Extracellular matrix (ECM) plays a role in iPSCs reprogramming. Collagen has been shown to be a barrier for reprogramming MEFs to iPSCs and downregulation of collagen gene expression can significantly improve the reprogramming efficiency (Jiao et al., 2013). The relationship between RIP3 and extracellular matrix has not been widely studied. One study showed that deletion of RIP3 reduces the levels of fibrosis and Col1a1 in the liver of a non-alcoholic steatohepatitis mouse model (Gautheron et al., 2014). Our novel finding that RIP3 KO MEFs express higher levels of ECM regulating genes than WT MEFs may, at least partially, explain the results of reduced iPSCs reprogramming efficiency and provides a new insight regarding other functions of RIP3. Importantly, previous studies have shown that ECM collagen inhibits the growth and alter the cell cycle progression of various cancer cell lines and skin fibroblasts (Ivanov et al., 2007;Koohestani et al., 2013;Rhudy and McPherson, 1988). This suggests that the increased expression of ECM genes in RIP3 KO MEFs could reduce iPSCs reprogramming efficiency through affecting the cell cycle progression and cell proliferation, as we show in our results, rather than by a completely independent mechanism.

Besides RIP3, Receptor Interacting Protein kinase 1 (RIP1) is another key regulator of necroptosis, that can also promote cell survival depending on the situation (Christofferson et al., 2014). Similar to its complex role in cell survival and death, it also appears to play a complicated role in iPSCs induction. We observed that the protein level of RIP1 was reduced in iPSCs compared to MEFs (S Fig. 1A, B), but during reprogramming it mildly increased at day 4 after induction followed by a gradual decrease as reprogramming progressed (S Fig. 1C, D). Deletion of RIP1 showed that reprogramming efficiency of RIP1 KO MEFs was similar to WT MEFs in half of the experiments and higher in another half, leading to an overall statistically insignificant increase (S Fig. 2). Furthermore, reprogramming efficiency of kinase dead RIP1 MEFs or RIP1 kinase inhibitor-treated WT MEFs was lower than WT MEFs (S Fig. 1D, E). These results indicate that RIP1 plays a role in iPSCs generation, but kinase and scaffolding functions of RIP1 have distinct and maybe opposing effects on this process. This complex result on the role of RIP1 in iPSC reprogramming is not unlike the effects seen in cell death and survival (Christofferson et al., 2014), and further studies are needed to completely understand the effect of RIP1 vs RIP3 on iPSCs reprogramming.

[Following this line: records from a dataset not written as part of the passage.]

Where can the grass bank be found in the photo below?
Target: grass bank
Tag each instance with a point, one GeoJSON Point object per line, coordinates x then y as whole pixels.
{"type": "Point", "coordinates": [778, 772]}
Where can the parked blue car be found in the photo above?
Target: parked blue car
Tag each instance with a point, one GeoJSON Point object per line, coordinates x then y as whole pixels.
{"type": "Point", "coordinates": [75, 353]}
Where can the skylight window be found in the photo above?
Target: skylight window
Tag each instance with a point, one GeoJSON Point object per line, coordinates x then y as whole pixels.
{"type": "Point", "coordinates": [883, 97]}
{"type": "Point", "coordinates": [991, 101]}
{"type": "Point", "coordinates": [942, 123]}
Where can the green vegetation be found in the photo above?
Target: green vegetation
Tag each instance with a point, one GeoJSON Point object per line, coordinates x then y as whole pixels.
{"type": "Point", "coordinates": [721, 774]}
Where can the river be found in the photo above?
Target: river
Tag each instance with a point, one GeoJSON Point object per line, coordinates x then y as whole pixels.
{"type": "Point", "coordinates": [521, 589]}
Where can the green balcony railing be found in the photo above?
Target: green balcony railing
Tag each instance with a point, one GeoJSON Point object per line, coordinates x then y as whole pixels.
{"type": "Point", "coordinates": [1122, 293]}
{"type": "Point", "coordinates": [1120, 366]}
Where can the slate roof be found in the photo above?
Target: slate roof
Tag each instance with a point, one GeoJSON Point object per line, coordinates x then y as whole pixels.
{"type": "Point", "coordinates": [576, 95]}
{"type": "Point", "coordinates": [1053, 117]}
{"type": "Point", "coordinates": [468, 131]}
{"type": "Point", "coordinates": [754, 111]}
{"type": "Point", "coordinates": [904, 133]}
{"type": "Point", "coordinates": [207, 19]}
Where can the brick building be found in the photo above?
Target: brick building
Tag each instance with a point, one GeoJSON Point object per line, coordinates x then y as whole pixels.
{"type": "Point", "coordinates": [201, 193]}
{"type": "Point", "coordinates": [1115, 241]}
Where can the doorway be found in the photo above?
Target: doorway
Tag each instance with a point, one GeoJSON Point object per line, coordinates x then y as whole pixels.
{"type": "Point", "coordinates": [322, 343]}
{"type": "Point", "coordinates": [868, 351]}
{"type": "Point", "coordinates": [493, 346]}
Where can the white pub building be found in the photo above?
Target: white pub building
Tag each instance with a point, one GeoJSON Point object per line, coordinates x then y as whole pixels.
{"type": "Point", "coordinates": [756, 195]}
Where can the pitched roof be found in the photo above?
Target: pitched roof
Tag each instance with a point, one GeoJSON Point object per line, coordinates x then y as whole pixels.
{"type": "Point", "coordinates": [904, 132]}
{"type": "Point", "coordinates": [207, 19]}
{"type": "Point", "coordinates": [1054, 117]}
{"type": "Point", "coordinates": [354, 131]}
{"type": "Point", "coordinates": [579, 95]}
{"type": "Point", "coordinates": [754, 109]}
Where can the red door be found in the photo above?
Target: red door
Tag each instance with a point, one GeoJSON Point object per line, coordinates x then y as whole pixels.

In summary, our results shed light on unknown functions of RIP3 and show for the first time that the necroptosis-mediator RIP3 Kinase is important for iPSCs reprogramming through, at least in part, cell cycle and ECM regulation. This adds to our knowledge about the role of cell death regulator in iPSC induction and improves our understanding of this important and complicated process.